Palliative care is performed on the basis of clinical protocols and methods of its delivery and is organized according to the following hierarchical model:

The first level of the provision of the Palliative care is implemented in organizations that carry out medical activities in accordance with the procedure established by the legislation, medical workers who have the basic level of training in the Palliative care. The main method of providing Palliative care at this level is the palliative approach.

The second level of the Palliative care delivery is realized in the organizations that carry out medical activities in the order established by medical workers who have completed postgraduate training in palliative medicine. The main method of providing Palliative care at this level is general palliative care.

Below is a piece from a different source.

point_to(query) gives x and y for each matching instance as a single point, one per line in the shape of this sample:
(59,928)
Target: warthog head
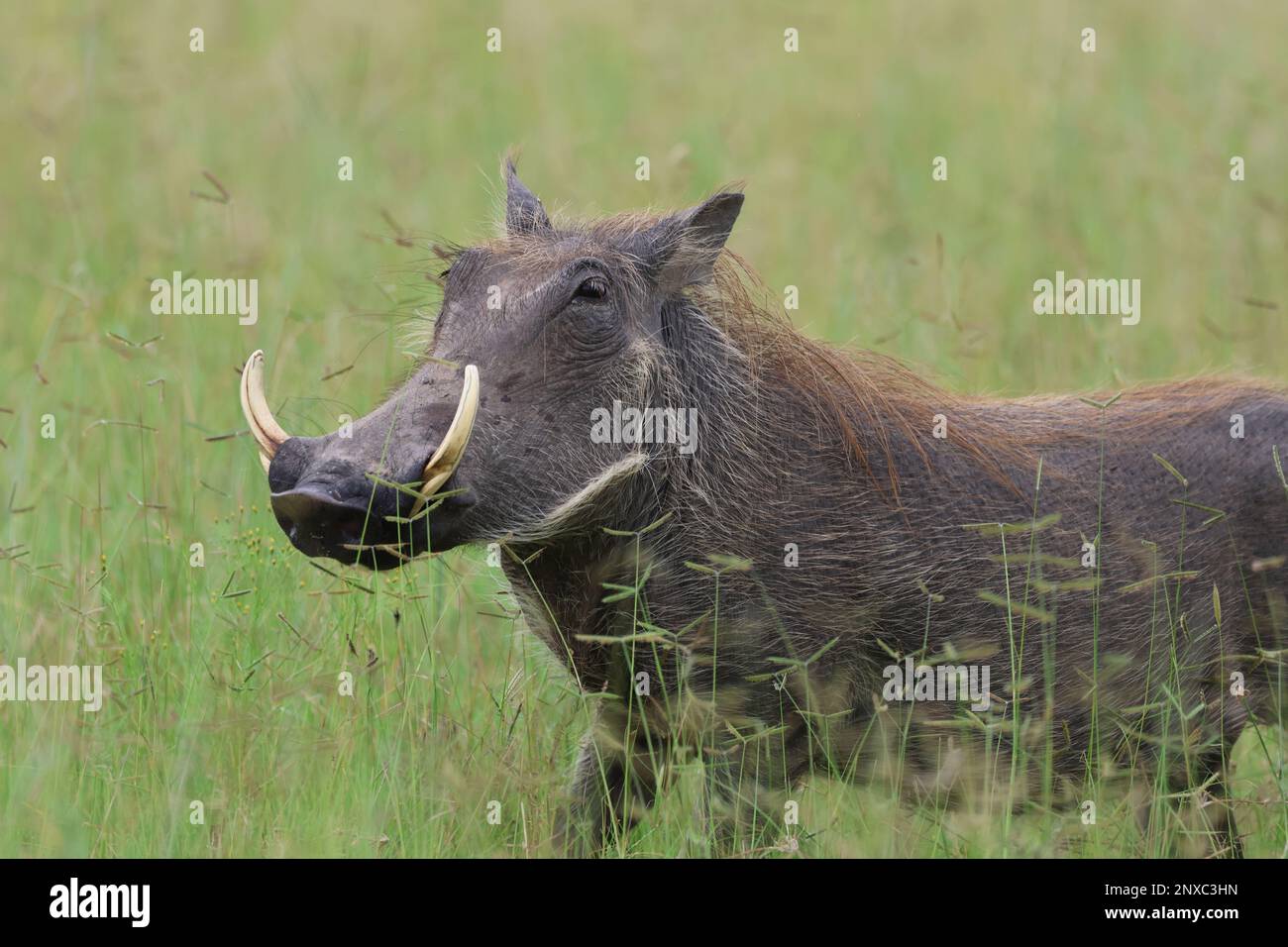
(537,330)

The third level of rendering of the Palliative care is realized in the specialized departments of organizations engaged in medical activities in accordance with the procedure established by the Centers, hospices by medical personnel having specialized postgraduate education. The main type of Palliative care at this level is specialized palliative care.

Education and training

Training in palliative medicine is carried out at the following levels:

  • Basic - is included in the training programs for students of medical schools and colleges;
  • Postgraduate education in palliative medicine - is included in training programs for general practitioners and specialists of other profiles;
  • specialized postgraduate education - is included in the programs of training specialists in the field of palliative medicine.

Training programs for the training of personnel in palliative medicine are developed and approved in accordance with legislation and implemented in educational institutions and palliative care centers. The training programs use a multi-professional approach to training, including representatives of non-medical specialties. Scientific research is an integral part of the educational process. International cooperation in the field of education is welcomed.